Porter also told the House Federal and State Affairs Committee that Kansas should act quickly before the retirements of U.S. Supreme Court justices Antonin Scalia, who has built a conservative record, and Anthony Kennedy, who has been the swing vote on social issues.
“This bill must reach them before an administration hostile to life has an opportunity to replace them,” Porter said. “After 40 years and 55 million dead babies, if this is not the time, there is never a time.”
But opponents of House Bill 2324 argued that the bill was unconstitutional and would cost a lot to defend in court.

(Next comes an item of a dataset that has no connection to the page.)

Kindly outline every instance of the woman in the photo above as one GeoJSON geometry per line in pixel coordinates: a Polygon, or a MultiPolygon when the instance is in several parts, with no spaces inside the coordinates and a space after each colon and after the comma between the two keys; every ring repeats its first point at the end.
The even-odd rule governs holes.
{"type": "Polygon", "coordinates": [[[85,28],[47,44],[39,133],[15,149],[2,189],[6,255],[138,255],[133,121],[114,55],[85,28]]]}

“The bill would multiply the over $700,000 in legal expenses Kansas taxpayers have already spent defending unconstitutional abortion restrictions over the past two years,” said Elise Higgins, lobbyist and state co-coordinator for Kansas NOW. “Using the state’s resources to pick a fight with the Supreme Court is a waste of constituents’ money."
Opponents called the bill “dangerous” and said that it could increase instances of unsafe, illegal abortions. Sometimes a fetal heartbeat is detectable by six weeks of pregnancy.
They also said the proposal does not contain exceptions for pregnancies resulting from rape or incest. “Ultimately, women are moral actors equipped to make their own decisions about pregnancy,” Higgins concluded. “The Legislature has no place in this private decision-making.”
Committee Chairman Rep. Arlen Siegfreid, R-Olathe, said that members of the committee would vote on the bill. However, because the bill has been introduced near the end of the 2013 session, he did not think there was enough time to move it through the House and Senate.
Later on Tuesday, North Dakota Gov. Jack Dalrymple signed a similar piece of legislation. The law would take effect Aug. 1, making it the state with the most restrictive abortion rights.